Les problèmes les plus évidents soulevés par la gestion informatique sont, rapidement dit, de trois ordres :

  • Tout d’abord, et le texte de Philippe Davadie le met bien en évidence, l’activité du professionnel est soumise au bon fonctionnement du système. Tous les actes du cabinet et même en dehors, en déplacement, sont maintenant susceptibles d’être gérés par informatique. La moindre panne conduit donc à une paralysie, le plus souvent temporaire (il suffit souvent de redémarrer son ordinateur) mais chronophage, parfois prolongée au point de nécessiter, alors, l’intervention d’un prestataire extérieur ou le changement de matériel, voire, encore, définitive avec la perte d’un certain nombre de données malgré les sauvegardes et également la destruction du soft et de ses réglages. 
  • Le deuxième ordre de difficultés concerne tout particulièrement la sécurité des données : données concernant le cabinet et le professionnel de santé, mais aussi et surtout données personnelles sur les patients, leurs maladies et leurs faiblesses.  
  • Enfin, et ce n’est peut-être pas le dernier problème, on observe, depuis l’introduction de l’informatique dans les cabinets médicaux, la transformation des pratiques qui engendre des perturbations importantes dans les techniques, dans l’échange interpersonnel et concernant l’éthique. Citons notamment la suppression de personnels intermédiaires comme des assistants et des secrétaires qui étaient le prolongement du lien que le médecin, en particulier, entretenait avec ses patients. Qui plus est, ces fonctions non pourvues aujourd’hui, sont assumées par les professionnels de santé eux-mêmes au détriment de leur pratique spécialisée. Il est d’ailleurs contre productif économiquement parlant de faire taper à la machine un rapport par un professionnel hyper-spécialisé. Le coût financier peut apparaitre exorbitant. L’exemple-type est celui de l’inclusion pratiquée dans le médico-social dévolu à l’éducation ou à la rééducation des enfants malentendants ou malvoyants. Des professionnels hyper-qualifiés comme des professeurs de locomotion ou des professeurs experts de la langue des signes sont amenés, alors qu’ils se rendent auprès d’un élève en inclusion dans un lycée situé à l’autre bout du département, à faire jusqu’à quatre heures de route. Le coût de l’heure de travail effectif en est multipliée parfois par deux ou trois. Sans parler du sentiment de gâchis ressenti par le professionnel. D’autres conséquences du même type découlent de la transformation des pratiques que j’évoquais ci-dessus. Songeons à l’impact généré par le recours à des plateformes de prises de rendez-vous, à la télé-consultation sans contact réel avec le malade, etc. 

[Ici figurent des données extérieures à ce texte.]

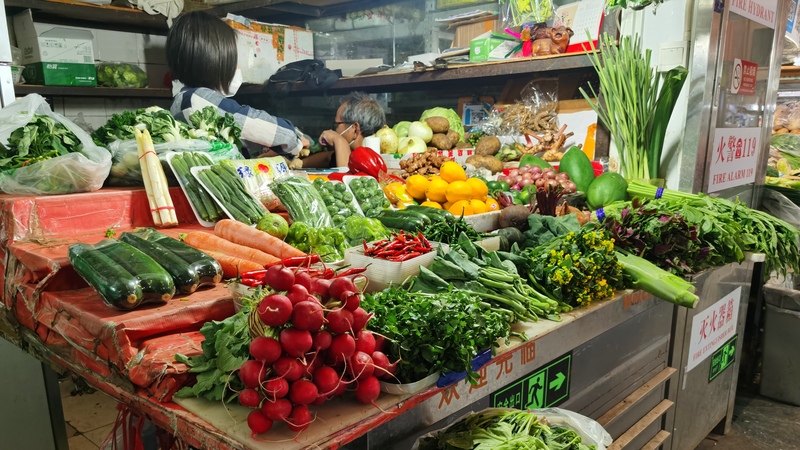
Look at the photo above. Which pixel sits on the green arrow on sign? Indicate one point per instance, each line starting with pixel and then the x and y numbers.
pixel 556 384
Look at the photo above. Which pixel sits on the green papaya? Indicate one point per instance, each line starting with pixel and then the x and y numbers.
pixel 608 188
pixel 533 160
pixel 577 165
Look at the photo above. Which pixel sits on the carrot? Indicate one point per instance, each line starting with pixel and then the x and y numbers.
pixel 208 242
pixel 252 237
pixel 233 266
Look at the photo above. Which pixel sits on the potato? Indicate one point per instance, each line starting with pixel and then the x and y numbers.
pixel 455 138
pixel 488 146
pixel 487 162
pixel 438 124
pixel 441 141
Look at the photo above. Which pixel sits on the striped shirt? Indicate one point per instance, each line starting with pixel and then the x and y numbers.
pixel 259 128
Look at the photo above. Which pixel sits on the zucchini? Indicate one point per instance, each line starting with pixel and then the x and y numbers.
pixel 183 274
pixel 156 283
pixel 403 220
pixel 116 286
pixel 207 268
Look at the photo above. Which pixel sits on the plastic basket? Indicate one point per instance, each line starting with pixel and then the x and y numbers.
pixel 382 273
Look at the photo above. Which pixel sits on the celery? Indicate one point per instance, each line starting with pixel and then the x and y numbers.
pixel 652 279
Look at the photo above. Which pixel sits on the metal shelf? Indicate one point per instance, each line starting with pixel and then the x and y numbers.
pixel 472 73
pixel 86 91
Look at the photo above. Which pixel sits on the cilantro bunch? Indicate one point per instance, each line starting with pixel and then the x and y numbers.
pixel 436 332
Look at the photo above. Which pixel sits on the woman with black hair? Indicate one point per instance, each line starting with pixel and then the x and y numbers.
pixel 201 53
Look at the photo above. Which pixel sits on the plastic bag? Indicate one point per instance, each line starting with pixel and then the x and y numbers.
pixel 591 432
pixel 517 13
pixel 258 174
pixel 76 172
pixel 111 74
pixel 126 171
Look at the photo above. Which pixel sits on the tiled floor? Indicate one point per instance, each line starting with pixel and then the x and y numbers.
pixel 89 416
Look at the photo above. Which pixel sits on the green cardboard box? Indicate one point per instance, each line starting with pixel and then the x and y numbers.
pixel 491 46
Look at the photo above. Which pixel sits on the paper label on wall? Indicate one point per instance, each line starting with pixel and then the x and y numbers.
pixel 743 78
pixel 734 157
pixel 713 327
pixel 761 11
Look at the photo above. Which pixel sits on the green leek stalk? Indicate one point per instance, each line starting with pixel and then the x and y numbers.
pixel 654 280
pixel 657 128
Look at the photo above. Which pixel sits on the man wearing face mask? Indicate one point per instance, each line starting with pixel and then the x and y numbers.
pixel 358 116
pixel 201 53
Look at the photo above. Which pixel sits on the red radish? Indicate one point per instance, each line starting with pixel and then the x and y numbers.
pixel 279 277
pixel 277 410
pixel 382 364
pixel 289 368
pixel 303 279
pixel 252 373
pixel 340 321
pixel 322 340
pixel 351 300
pixel 308 315
pixel 365 342
pixel 299 419
pixel 258 423
pixel 275 310
pixel 297 293
pixel 303 392
pixel 368 390
pixel 380 342
pixel 339 286
pixel 326 379
pixel 265 349
pixel 360 319
pixel 360 365
pixel 295 342
pixel 249 398
pixel 321 288
pixel 276 388
pixel 342 348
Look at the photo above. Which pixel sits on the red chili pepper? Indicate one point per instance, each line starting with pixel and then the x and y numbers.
pixel 364 159
pixel 295 261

Mais arrêtons-nous particulièrement à la question de la sécurité informatique :

Tout le monde, malade ou consultant en puissance d’un professionnel de santé, en particulier d’un médecin, imagine sans difficulté qu’il faut protéger le secret qui entoure ce qui se passe dans les cabinets médicaux. Personne ne supporterait une intrusion d’aucune manière pendant le temps de la consultation qui le concerne. Si le praticien peut obtenir l’accès à des informations ou des observations inédites, c’est précisément à cause de la confiance que le consultant place en lui et dans l’organisation, notamment de ses locaux. Le verre dépoli sur les fenêtres, les portes capitonnées et l’assurance que personne n’entrera dans le cabinet offrent la sécurité propice à l’offrande de l’intimité que fait le malade de lui-même, étant entendu que tout ce que fera le professionnel de santé sera réalisé pour son exclusif intérêt. Mais ce besoin n’est pas limité au moment précis de la consultation. Il s’étend très largement au-delà dans le temps et également l’espace. Que deviennent les données colligées par le professionnel, sachant qu’il doit légalement conserver la trace de ses interventions ? L’Ordre des médecins s’est préoccupé du devenir des dossiers des patients. À l’époque informatique, il le fait toujours et offre la conservation par lui-même de ces données pendant un temps légalement prévu. 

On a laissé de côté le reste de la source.